L'ex capo del governo  spiega la sua versione dei fatti su Ruby.

"Non ho mai avuto rapporti intimi di qualsiasi tipo" con Ruby, e poi "ero convinto avesse 24 anni, come lei aveva detto”.
E poi precisa: "l'espressione bunga-bunga nasce da una battuta che ho ripetuto più volte e che è stata riportata anche dalla stampa".

E sulla notte in cui Ruby è stata fermata dalla Questura di Milano Berlusconi ha detto: "Non ho mai esercitato pressioni sui funzionari della questura di Milano”.

Sui festini ad Arcore parla di "cene in una grande sala da pranzo, nelle quali io ero al centro della tavola e monopolizzavo l'attenzione cantando, parlando di sport, di politica e di gossip. Si è favoleggiato molto sulle serate nella mia residenza privata con chiari intenti diffamatori e con una intrusione nella vita privata di un cittadino".

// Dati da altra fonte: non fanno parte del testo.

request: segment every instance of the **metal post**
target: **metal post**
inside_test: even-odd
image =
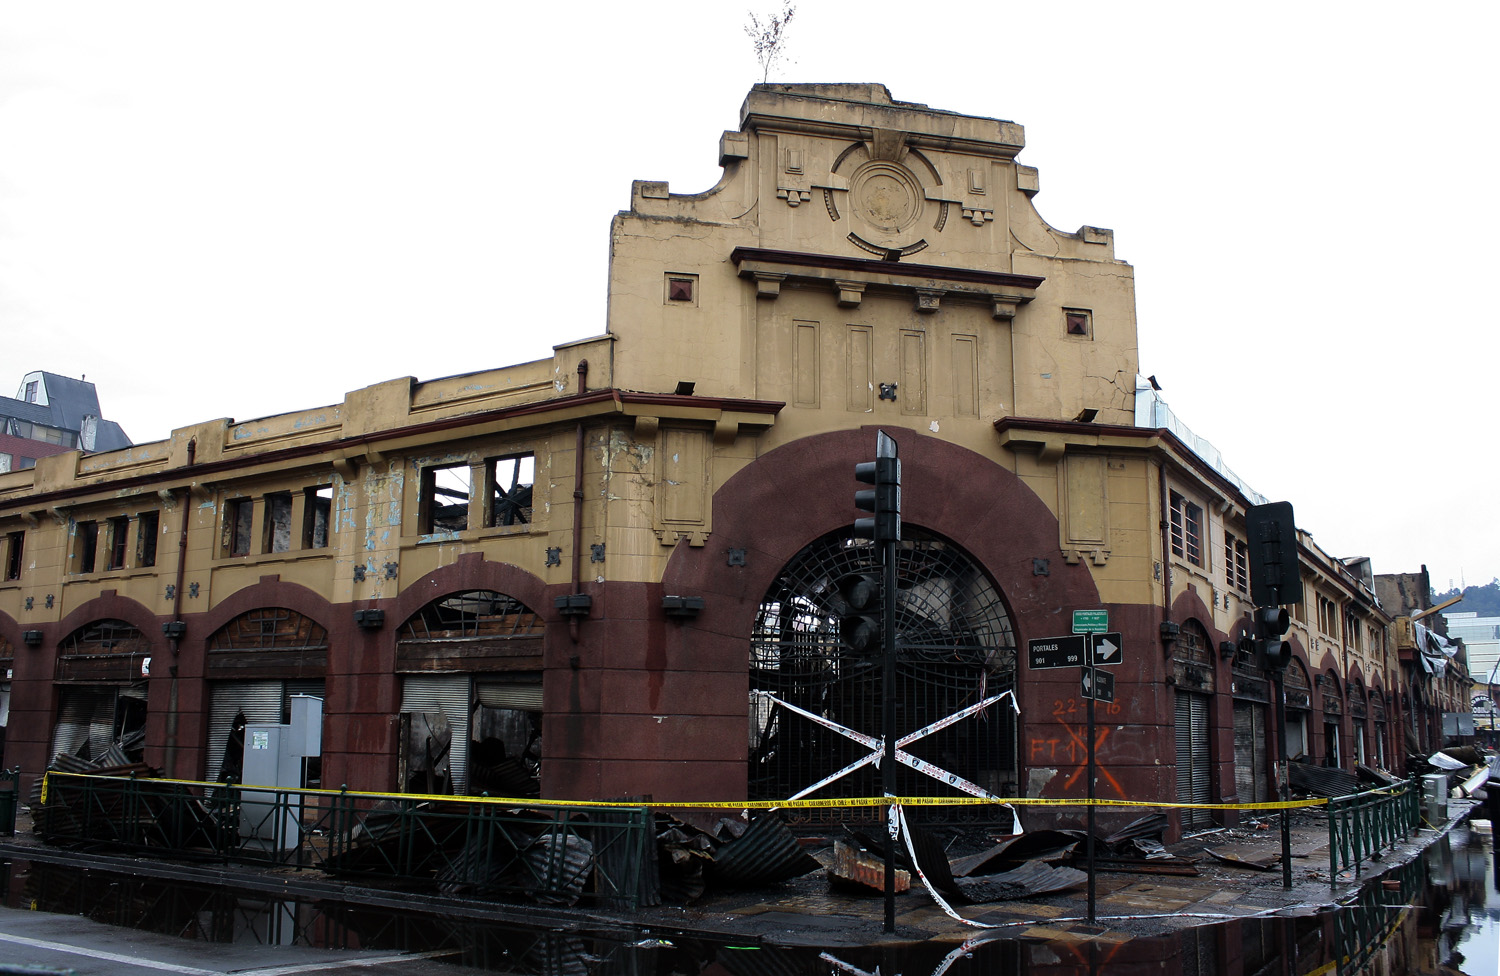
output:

L’ex premier va poi  all'attacco dei giudici: "Leggo che mi avete già condannato. Spero però che non sia così perché sarebbe una barbarie e significherebbe che l'Italia non è una democrazia". "Avrei voluto rispondere alle domande, ma vent'anni di attività della procura di Milano per costruire accuse contro di me lo hanno sconsigliato. Ora ho deciso, contro il parere di molti, di parlare con queste dichiarazioni in cui ho ricostruito la realtà dei fatti".